Understanding the Effectiveness of State-of-the-art Deep Learning Models on Vulnerability Detection

Abstract

Software vulnerability detection is a critical area in cybersecurity, and recent advances have explored the use of deep learning (DL) to automate this process. However, existing DL-based methods often suffer from slow performance on real-world datasets and fail to capture the relationships between functions in large codebases. The original VulBG study proposed a novel approach by using a Behavior Graph Model to extract and connect semantic slices of code, therefore enhancing the effectiveness of baseline DL models in detecting vulnerabilities.
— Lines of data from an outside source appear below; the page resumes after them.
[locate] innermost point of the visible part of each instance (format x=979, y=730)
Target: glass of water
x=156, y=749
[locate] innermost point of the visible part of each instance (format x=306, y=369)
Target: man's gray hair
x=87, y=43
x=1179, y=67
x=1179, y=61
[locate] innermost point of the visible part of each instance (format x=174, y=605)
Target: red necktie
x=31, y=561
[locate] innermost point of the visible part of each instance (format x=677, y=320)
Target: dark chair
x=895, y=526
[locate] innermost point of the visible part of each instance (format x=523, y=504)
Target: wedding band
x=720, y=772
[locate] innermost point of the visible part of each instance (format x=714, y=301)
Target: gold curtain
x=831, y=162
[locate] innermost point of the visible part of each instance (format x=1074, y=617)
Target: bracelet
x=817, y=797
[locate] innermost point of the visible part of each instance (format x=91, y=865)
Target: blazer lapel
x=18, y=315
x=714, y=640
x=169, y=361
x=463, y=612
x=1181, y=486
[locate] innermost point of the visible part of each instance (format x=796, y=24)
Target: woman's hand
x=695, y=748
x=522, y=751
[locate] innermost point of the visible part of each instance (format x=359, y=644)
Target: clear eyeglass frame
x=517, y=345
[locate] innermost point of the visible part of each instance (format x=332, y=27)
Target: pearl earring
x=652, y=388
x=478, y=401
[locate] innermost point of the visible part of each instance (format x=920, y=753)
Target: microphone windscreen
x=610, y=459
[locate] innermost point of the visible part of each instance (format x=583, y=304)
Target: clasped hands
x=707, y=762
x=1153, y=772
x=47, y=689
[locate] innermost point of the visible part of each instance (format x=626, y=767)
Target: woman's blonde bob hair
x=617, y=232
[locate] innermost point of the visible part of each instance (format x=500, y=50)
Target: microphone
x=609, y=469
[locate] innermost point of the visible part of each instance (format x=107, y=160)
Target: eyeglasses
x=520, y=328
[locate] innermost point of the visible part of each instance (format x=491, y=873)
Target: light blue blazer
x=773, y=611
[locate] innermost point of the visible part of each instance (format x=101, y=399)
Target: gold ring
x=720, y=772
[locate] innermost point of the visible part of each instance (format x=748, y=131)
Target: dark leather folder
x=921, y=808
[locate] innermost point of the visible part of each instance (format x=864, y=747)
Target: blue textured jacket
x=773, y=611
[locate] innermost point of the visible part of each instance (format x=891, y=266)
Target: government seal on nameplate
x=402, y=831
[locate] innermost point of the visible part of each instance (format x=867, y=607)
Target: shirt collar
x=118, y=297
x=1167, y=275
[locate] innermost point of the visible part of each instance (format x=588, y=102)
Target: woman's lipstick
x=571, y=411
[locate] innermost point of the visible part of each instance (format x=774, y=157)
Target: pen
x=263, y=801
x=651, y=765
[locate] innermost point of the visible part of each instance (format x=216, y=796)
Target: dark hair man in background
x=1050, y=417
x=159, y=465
Key components of VulBG were reimplemented from scratch, including data loading, slicing, embedding with CodeBERT, clustering via K-means, and graph embedding using Node2Vec, due to limited or incomplete scripts in the original repository. A neural network classifier was then trained using both baseline features and behavior-based graph features. The model was evaluated on real-world C function datasets using standard metrics such as accuracy, precision, recall, and F1-score. The replicated model achieved an F1-score of 0.5791, closely matching the original study and demonstrating improved recall through behavior-based features. This replication confirms that incorporating inter-function semantic relationships via Behavior Graphs can significantly improve DL-based vulnerability detection. It also shows practical changes in reproducibility and suggests potential improvements such as enhanced slicing techniques and model fusion with pretrained embeddings.